Taking place in the 2010s, the book charts a war against the undead from global pandemic to mass panic, and then to an armed struggle to reclaim the planet. Rather than a grand overview or a single perspective, World War Z is instead a collection of individual accounts, each revealing an aspect of the larger plot and simultaneously presenting a very personal tale. These different accounts take the form of interviews. The book draws from post-apocalyptic and zombie literature. "The Great Panic" chapter describes the rout of civilization in a similar manner to H.G. Wells's The War of the Worlds. The tales cover many genres – the story of a Chinese admiral who spent the war on a submarine would fit easily among techno-thrillers. The viewpoint is not exclusively American, but focuses on the global nature of the struggle. This use of small personal tales creates a patchwork tapestry of the larger events unfolding in the book. Brooks addresses current issues such as environmentalism, the War on Terrorism and international health care. He also offers an interesting juxtaposition between the modern world and that of postwar Earth. For example, Cuba becomes the world's leading economy, Great Britain becomes a major producer of oil, and Tibet becomes the most populous country.
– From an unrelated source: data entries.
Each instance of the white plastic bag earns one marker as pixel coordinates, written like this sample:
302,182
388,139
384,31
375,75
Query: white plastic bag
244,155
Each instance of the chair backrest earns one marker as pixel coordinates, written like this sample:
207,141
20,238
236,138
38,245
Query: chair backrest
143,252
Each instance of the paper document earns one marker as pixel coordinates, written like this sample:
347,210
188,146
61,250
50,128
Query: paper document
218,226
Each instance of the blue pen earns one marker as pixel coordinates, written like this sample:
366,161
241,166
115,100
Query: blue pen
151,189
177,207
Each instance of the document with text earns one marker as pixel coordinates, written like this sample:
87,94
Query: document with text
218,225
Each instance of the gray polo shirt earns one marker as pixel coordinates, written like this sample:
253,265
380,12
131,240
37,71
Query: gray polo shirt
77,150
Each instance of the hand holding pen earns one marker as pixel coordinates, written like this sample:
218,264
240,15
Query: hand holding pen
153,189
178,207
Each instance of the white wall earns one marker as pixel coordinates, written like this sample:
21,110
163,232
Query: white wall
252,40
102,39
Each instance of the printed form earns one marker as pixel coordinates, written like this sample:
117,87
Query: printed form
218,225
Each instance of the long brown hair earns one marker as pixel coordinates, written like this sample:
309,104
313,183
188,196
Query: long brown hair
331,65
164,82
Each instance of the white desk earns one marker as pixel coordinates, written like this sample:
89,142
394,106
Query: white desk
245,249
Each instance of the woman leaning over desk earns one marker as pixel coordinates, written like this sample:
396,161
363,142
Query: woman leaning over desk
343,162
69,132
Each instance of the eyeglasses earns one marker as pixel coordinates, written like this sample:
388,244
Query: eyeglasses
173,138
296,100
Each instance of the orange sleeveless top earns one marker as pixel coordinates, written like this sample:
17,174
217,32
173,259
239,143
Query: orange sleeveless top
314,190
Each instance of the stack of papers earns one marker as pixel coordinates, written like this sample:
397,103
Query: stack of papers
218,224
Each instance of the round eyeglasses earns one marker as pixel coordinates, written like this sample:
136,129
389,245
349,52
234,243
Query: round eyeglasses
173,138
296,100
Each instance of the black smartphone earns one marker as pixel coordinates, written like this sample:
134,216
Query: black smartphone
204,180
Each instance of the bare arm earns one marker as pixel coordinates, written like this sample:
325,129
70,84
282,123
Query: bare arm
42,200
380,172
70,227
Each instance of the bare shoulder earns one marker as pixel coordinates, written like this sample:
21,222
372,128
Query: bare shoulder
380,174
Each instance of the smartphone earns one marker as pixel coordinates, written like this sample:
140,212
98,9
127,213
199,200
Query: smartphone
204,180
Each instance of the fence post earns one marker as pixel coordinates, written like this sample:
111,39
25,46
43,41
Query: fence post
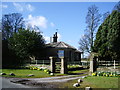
114,64
52,64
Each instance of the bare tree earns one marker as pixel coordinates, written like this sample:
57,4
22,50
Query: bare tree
105,15
92,21
11,23
117,7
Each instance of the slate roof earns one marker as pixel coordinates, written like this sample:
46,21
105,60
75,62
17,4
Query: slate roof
61,45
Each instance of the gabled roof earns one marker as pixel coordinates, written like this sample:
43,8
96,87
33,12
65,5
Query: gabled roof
60,45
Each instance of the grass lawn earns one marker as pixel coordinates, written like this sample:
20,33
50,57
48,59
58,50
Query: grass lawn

This vision of a postwar Earth is startling in its contrast to that of today. It is implied that tribal groups such as South American Indians, Zulu of Southern Africa and Māori of New Zealand fared surprisingly well. One character relates an anecdote about how 500 Māori took on half of the Auckland horde, using traditional tribal weapons, and fared much better than the world's various military forces or Western civilians.
Slightly… Badly written summary by Wikipedia, but read both books. Read the Survival Guide first, to understand it all, then read WWZ, which is the story of what COULD happen in that world.
Anyone who has read it… What you think?